Socialism is the Best Medicine

Socialism is the Best Medicine

How Liberals Justify Torture

June 19, 2011

Torture is a common practice in one-third of  all nations.

In “The Tortured Patient: A Medical Dilemma,” Chiara Lepora and Joseph Millum argue that “sometimes being complicit [with torture] is the right thing to do.”

While the authors concede that,

“Torture is unethical and usually counterproductive. It is prohibited by international and national laws.”

they offer a liberal justification for participating in torture by redefining the torture victim as “a patient in need of treatment.”

“To accede to the requests of the torturers may entail assisting or condoning terrible acts. But to refuse care to someone in medical need may seem like abandoning a patient and thereby fail to exhibit the beneficence expected of physicians.”

Just because medical professionals are asked to assist with torture does not transform the torture victim into a patient and the torture chamber into a medical consulting room.

Unlike conservatives who support torture as ‘necessary,’ liberals talk left in order to move right. They condemn torture on moral grounds, yet accept it as a ‘reality’ to which one must adapt.

In Disciplined Minds, (2001), Jeff Schmidt explains that professional education has a dual purpose: to teach specific skills; and to mold a managerial class to serve capitalism.

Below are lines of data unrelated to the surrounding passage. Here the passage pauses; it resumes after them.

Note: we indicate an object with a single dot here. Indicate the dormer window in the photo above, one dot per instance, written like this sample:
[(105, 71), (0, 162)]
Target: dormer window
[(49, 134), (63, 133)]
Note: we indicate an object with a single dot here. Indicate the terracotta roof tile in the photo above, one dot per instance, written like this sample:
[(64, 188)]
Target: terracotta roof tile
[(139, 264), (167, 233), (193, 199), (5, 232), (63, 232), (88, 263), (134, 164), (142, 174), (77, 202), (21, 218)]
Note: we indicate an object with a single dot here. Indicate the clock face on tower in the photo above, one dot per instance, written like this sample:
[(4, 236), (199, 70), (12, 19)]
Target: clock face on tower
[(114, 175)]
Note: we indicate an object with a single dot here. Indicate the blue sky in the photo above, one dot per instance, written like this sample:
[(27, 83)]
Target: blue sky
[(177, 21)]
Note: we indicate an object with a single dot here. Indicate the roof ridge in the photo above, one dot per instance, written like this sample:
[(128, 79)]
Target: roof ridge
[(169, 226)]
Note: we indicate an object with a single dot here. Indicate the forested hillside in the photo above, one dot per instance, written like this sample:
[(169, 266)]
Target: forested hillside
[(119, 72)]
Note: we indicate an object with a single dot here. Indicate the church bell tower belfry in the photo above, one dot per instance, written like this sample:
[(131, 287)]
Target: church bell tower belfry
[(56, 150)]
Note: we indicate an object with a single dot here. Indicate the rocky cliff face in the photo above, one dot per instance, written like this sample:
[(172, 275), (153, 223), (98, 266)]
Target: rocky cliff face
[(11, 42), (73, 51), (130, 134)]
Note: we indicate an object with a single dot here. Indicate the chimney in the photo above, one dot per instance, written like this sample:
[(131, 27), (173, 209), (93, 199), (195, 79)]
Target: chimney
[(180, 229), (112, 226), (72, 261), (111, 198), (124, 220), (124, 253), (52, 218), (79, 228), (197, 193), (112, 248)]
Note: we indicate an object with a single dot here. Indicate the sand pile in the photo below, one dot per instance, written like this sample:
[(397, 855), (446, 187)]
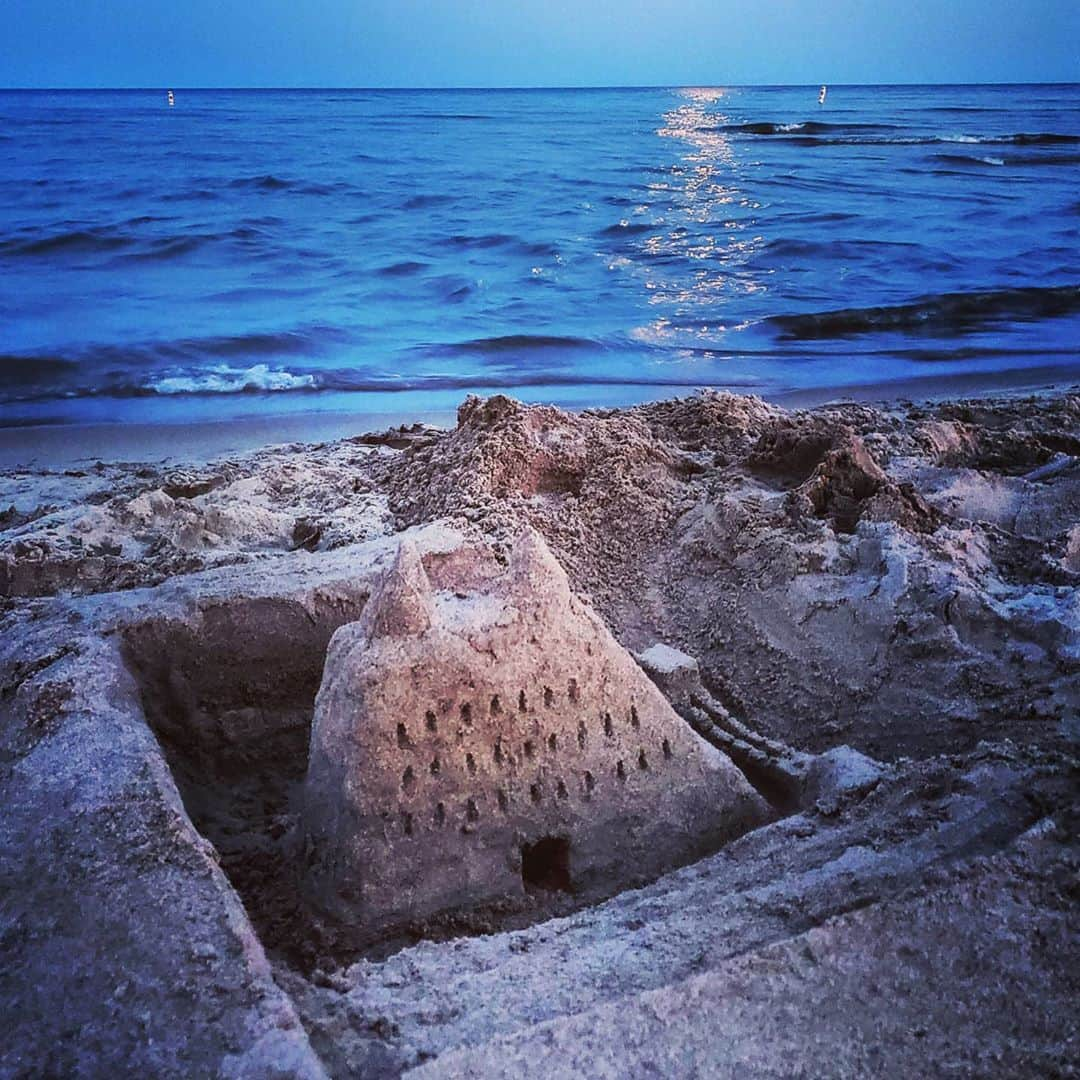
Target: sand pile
[(872, 613)]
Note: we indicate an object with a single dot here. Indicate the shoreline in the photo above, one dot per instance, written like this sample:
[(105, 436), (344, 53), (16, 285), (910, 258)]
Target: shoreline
[(65, 445), (871, 619)]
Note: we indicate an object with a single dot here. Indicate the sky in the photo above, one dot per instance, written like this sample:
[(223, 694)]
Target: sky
[(534, 42)]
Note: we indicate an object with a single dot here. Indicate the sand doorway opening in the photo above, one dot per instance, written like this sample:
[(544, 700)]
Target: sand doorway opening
[(545, 865)]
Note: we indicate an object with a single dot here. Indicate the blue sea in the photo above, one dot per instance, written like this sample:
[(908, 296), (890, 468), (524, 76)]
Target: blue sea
[(265, 252)]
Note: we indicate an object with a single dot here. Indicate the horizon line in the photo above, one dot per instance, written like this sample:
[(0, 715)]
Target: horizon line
[(581, 86)]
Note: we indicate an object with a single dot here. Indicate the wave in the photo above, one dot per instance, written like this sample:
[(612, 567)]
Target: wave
[(947, 313), (73, 242), (420, 202), (966, 159), (1014, 159), (404, 269), (515, 342), (628, 229), (160, 359), (271, 183), (221, 379), (32, 370), (804, 127), (813, 133), (499, 240)]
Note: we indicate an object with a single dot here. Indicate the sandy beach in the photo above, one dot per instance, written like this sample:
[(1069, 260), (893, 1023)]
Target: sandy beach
[(871, 610)]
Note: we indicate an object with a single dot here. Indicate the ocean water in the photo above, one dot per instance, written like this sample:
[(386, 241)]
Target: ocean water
[(267, 252)]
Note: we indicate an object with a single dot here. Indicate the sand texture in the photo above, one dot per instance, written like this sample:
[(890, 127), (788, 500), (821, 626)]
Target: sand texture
[(854, 629)]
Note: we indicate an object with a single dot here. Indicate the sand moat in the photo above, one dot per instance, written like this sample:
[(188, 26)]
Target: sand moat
[(703, 737)]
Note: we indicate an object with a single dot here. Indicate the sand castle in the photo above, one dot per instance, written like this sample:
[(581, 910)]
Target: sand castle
[(489, 737)]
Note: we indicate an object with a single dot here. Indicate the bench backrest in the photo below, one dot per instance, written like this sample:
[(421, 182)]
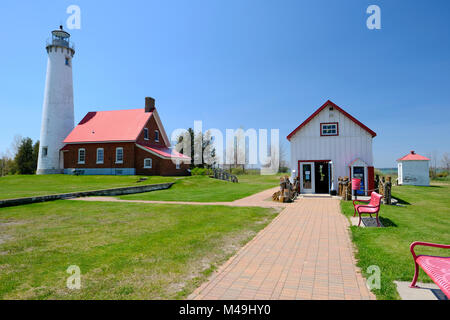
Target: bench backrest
[(375, 199)]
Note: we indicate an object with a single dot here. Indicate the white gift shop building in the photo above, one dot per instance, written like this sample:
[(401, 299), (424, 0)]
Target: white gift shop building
[(330, 144)]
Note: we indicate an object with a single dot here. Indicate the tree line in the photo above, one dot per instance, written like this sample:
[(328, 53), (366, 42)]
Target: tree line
[(22, 159)]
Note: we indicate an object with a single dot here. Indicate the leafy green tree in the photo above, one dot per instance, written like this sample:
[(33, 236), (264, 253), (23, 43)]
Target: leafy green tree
[(203, 140), (24, 159)]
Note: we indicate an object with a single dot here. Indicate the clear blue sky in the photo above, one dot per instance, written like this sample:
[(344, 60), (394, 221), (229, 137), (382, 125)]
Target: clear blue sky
[(256, 64)]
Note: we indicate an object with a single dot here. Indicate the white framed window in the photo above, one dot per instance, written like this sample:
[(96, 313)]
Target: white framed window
[(81, 156), (147, 163), (119, 155), (329, 129), (100, 155)]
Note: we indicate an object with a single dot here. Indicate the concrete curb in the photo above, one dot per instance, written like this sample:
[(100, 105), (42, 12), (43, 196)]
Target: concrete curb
[(104, 192)]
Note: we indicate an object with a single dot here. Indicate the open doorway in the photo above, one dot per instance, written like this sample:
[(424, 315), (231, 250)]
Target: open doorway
[(321, 173)]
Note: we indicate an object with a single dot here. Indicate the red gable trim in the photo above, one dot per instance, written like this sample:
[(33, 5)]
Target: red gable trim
[(372, 133), (412, 156)]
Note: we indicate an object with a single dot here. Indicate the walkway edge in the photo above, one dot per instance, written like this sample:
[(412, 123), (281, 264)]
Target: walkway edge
[(103, 192)]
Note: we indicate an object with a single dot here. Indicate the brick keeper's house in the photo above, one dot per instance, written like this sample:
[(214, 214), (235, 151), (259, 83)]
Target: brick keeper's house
[(122, 142)]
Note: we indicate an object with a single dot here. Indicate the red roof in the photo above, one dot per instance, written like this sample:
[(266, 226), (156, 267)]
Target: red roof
[(164, 152), (372, 133), (412, 156), (102, 126)]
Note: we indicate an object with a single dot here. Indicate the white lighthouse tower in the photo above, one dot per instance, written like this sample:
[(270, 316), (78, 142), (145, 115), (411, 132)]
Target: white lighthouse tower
[(57, 113)]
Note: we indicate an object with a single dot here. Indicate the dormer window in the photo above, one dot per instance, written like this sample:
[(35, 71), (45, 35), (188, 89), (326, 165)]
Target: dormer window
[(81, 156), (329, 129)]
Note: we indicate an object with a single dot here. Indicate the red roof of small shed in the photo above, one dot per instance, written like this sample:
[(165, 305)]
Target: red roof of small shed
[(103, 126), (412, 156), (372, 133)]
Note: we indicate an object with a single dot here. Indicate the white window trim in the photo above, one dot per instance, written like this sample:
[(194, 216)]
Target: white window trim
[(151, 163), (79, 150), (118, 161), (329, 124), (100, 162)]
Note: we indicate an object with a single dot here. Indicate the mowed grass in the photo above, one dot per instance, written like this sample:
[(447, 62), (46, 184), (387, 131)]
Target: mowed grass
[(205, 189), (425, 217), (19, 186), (123, 250)]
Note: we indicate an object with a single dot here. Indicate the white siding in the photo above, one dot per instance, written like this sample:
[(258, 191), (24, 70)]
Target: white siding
[(351, 143)]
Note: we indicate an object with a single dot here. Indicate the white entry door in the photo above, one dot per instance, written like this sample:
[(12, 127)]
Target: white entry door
[(307, 177)]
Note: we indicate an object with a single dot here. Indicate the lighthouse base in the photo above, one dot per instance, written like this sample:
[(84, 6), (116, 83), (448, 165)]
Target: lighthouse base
[(49, 171)]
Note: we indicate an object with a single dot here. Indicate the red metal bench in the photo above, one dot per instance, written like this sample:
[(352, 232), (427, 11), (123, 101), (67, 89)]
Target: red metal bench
[(437, 268), (372, 207)]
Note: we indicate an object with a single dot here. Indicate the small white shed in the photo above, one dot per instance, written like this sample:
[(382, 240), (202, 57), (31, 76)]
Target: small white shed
[(413, 169)]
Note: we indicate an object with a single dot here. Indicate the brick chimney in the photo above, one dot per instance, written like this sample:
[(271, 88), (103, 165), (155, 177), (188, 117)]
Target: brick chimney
[(149, 104)]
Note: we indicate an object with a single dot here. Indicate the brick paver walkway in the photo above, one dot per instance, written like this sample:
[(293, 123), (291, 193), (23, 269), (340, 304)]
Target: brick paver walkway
[(305, 253)]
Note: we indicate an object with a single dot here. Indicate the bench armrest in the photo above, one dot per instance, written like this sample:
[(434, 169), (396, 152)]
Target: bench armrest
[(426, 244), (366, 201)]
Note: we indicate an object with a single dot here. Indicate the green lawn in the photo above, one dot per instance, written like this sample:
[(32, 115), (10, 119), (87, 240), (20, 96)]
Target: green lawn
[(205, 189), (425, 217), (124, 250), (19, 186)]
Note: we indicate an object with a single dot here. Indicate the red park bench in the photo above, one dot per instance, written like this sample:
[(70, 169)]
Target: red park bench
[(372, 207), (437, 268)]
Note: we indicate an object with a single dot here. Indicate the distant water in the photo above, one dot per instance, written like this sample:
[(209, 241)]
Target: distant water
[(388, 170)]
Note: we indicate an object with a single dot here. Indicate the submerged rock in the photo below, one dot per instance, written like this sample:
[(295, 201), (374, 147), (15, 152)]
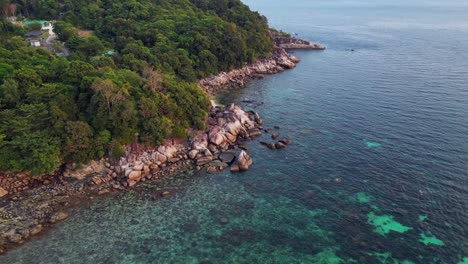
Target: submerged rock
[(57, 217)]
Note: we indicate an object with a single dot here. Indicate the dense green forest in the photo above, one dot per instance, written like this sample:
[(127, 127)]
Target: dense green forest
[(130, 77)]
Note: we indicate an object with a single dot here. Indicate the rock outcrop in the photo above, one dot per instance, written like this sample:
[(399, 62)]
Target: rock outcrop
[(278, 62)]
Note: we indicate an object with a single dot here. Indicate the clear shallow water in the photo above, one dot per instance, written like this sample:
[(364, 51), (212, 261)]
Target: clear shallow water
[(378, 172)]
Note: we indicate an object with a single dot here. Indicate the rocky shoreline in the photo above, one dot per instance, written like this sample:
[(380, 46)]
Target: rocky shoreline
[(28, 206), (27, 212)]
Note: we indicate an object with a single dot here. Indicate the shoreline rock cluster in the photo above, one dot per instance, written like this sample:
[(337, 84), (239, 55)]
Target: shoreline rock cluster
[(28, 212), (28, 206), (237, 78), (290, 43)]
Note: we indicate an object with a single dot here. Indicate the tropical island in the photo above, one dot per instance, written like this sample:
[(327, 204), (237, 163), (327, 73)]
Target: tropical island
[(98, 97)]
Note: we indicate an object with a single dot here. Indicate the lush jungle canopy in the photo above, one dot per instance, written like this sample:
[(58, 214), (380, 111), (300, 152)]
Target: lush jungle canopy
[(130, 74)]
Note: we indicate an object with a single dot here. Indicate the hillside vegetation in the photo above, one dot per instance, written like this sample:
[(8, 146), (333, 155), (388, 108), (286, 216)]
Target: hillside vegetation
[(130, 78)]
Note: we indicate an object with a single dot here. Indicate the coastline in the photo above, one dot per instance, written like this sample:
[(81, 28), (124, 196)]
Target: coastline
[(37, 204)]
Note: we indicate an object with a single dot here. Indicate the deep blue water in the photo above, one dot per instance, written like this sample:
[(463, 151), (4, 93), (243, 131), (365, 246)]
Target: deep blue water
[(379, 160)]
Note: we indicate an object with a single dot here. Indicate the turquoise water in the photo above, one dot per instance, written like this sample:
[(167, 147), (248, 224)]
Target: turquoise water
[(377, 172)]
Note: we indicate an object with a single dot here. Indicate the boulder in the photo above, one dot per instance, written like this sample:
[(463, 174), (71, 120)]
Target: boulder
[(97, 180), (235, 168), (227, 157), (14, 237), (243, 160), (36, 229), (138, 167), (230, 137), (212, 169), (193, 153), (255, 132), (204, 160), (218, 164), (3, 192), (131, 183), (279, 145), (160, 157)]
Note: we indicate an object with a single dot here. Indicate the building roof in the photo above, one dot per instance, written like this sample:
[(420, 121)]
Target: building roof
[(33, 34)]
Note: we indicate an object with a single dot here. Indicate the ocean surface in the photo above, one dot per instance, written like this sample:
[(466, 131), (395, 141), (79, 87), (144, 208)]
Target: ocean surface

“When the professional training system does not malfunction, it selects and produces people who are comfortable surrendering political control over their work, people who are not deeply troubled by the status quo and are willing and able to do work that supports it.” (p.144)

In Professional Poison (2009) I explain,

“When moral pressure fails to solve the problem, professionals will “adapt to reality” and become the managers of misery.” (p. 10)

Should we assist at a beating or a rape to help the victim survive the assault? Of course not. That would make us accomplices to a criminal act.

Similarly, anyone who assists at torture is complicit in the crime, regardless of their reasons for doing so.

PostScript

In 2014, the American Psychological Association rejected a complaint against a psychologist involved in the torture of prisoners at Guantánamo Bay. Dr. John Leso participated in the ‘interrogation’ of Mohammed al-Qahtani, whose charges were later dropped because of the brutality he suffered.

Boston-based psychologist, Stephen Soldz, described Leso’s involvement in torture as “probably the clearest, most documented case [of psychologist] participation in abuse that we’re going to have.”

The American Psychological Association did not deny Leso’s involvement in torture, stating only, “we have determined that we cannot proceed” with the case.